まさかそんなに専務に切り込むなんて思ってもなかった。
・・・怖いもの知らずな。
「じゃあ新山さんは?連れてくる?」
そう専務に聞かれて首を振った。
もしいたら、かっこよかったら、優しくて自慢したかったら連れて来るかも。
でも今はいないし、この場には無理。
また専務と飲む機会なんてないだろうけど、無理。
もし林森さんの彼女と仲良くなったら・・・そして林森さんの知り合いとお付き合いすることになったら・・・・・なんて考えた。でもその四人のイメージはぼんやり過ぎた。
現実味がいない。
「私は奢りだったら連れて来るかも。美味しいものが食べれるなら喜んで引っ張ってくるし、彼も喜ぶと思う。」
詠歌が言う。
多分自慢したいんだろう。
自信もあるんだろう、いろいろと。
それは本当にうらやましい。
結局専務と林森さんに奢られて、私と詠歌は1000円だけ参加費として払った。
外に出てお礼をした。
「ごちそうさまでした。
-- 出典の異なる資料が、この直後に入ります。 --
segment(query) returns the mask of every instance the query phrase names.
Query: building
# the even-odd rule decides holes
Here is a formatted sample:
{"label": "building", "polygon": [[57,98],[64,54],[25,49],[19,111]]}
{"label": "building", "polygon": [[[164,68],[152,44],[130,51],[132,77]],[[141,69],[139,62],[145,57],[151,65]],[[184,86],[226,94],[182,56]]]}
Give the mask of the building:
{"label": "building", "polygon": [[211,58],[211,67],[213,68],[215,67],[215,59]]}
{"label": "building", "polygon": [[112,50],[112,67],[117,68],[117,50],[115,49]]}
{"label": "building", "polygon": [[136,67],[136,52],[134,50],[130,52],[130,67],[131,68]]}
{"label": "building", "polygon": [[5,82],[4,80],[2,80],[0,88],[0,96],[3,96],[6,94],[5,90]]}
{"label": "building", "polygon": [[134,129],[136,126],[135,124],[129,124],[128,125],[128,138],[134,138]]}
」
ちゃんと目を見て専務にもお礼が言えた。
「すごく美味しいお酒が飲めました。」
本当に美味しかったと思った。
あけられたシャンパンとワインは専務が選んだもので高そうだったし、その後に飲んだカクテルもなかなかいい値段で、お店もいつもよりはおしゃれだったんだと思う。
だから、きちんとお礼はした。
偉い人だからというだけじゃなくてご馳走してもらえたし。
少しだけ表情が緩んだ気がしたけど・・・気がしただけかもしれない。
数時間ではまだまだ遠い立場の人というのは変わらない。
それ以降特別に林森さんから誘われることはなくても、たくさんの人の中に一緒にいることは二回くらいあった。
相変わらず彼女との話をしてくる仲良しの先輩の一人だった。